In terms of independent living, ‘stability can be the difference between children flourishing in their environment or having the difficulties they have already had to endure further compounded. Instability makes it harder for a child to form positive trusting relationships with their carers, teachers and social workers, and makes them feel less safe’ (Children’s commissioner 2018:7).
Unregulated accommodation for children in care
Some children, under the age of 16, have been prepared for independent living whilst residing in unregulated accommodations. There has been some recent media attention about unregulated accommodation for children in care. Sources such as Sky News have highlighted that ‘at least 10,000 children in care were placed in potentially unsafe accommodation including caravans, tents and barges’. A ‘BBC News investigations revealed that children as young as 11 were being housed in these homes, and young people faced “organised abuse” in placements’.
Vulnerable children on reality of life in unregulated housing | UK News | Sky News
The Government has introduced ‘a ban on placing vulnerable children under the age of 16 in unregulated accommodation. This will come into force in September’ 2021.

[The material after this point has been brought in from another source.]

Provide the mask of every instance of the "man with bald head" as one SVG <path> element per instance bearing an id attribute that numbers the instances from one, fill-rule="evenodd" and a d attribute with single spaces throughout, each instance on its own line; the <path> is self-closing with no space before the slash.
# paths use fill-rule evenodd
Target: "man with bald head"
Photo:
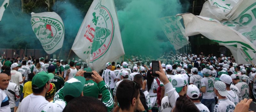
<path id="1" fill-rule="evenodd" d="M 9 84 L 9 79 L 7 74 L 0 74 L 0 112 L 11 112 L 9 100 L 4 92 Z"/>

Under the Fostering National Minimum Standards and the older Children’s Homes: National Minimum Standards (12.1), whilst working towards promoting good outcomes (including promoting useful independent living skills) for children and young people foster carers and residential care workers together with the placing authority as well as fostering services/residential children’s homes also need to ensure the care provided includes supporting children and young people to:
- establish positive and appropriate social and sexual relationships;
- develop positive self-esteem and emotional resilience;
- prepare for the world of work and or further or higher education;
- prepare for moving into their own accommodation;
- develop practical skills, including shopping, buying, cooking and keeping food, washing clothes, personal self-care, and understanding and taking responsibility for personal healthcare;
- develop financial capability, knowledge and skills;
- know about entitlements to financial and other support after leaving care, including benefits and support from social care services
Residential children’s homes also need to ensure they:
The home contributes to the development of each child’s care plan, including the pathway plan for “eligible” care leavers and works collaboratively with the young person’s social worker or personal adviser in implementing the plan (NMS: 12.2).
The home liaises with the child’s responsible authority and their Independent Reviewing Officer where applicable, about the progress of the child’s readiness to move to any future accommodation where they would expect to take on greater responsibility and personal independence (NMS: 12.3).

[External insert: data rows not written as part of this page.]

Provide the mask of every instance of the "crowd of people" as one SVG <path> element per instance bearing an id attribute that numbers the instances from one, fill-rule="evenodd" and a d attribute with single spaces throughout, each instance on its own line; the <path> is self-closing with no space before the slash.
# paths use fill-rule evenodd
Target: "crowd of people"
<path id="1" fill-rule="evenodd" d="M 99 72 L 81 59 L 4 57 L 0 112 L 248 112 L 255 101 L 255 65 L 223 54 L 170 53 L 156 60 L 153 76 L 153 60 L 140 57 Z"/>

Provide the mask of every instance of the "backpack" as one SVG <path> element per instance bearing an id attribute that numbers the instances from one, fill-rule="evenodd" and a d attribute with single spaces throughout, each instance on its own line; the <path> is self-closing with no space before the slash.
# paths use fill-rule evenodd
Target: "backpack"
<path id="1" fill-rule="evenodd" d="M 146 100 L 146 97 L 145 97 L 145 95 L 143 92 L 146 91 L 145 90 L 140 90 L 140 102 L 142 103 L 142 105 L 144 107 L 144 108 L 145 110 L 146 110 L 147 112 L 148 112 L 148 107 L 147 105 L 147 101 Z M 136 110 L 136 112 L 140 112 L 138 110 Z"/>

Homes support the young person’s transition to adult services, when required by the care plan (NMS: 12.4).
Under the most recent children’s homes regulation and quality standards (2015:2.8), ‘where the placing authority or another relevant person does not provide the input and services needed to meet a child’s needs during their time in the home or in preparation for leaving the home, the home must challenge them to meet the child’s needs (see regulations 5(c)). Staff should act as champions for their children, expecting nothing less than a good parent would. The registered person should consider the use of an independent advocate (see paragraph 4.16) if the child’s needs are not being met’.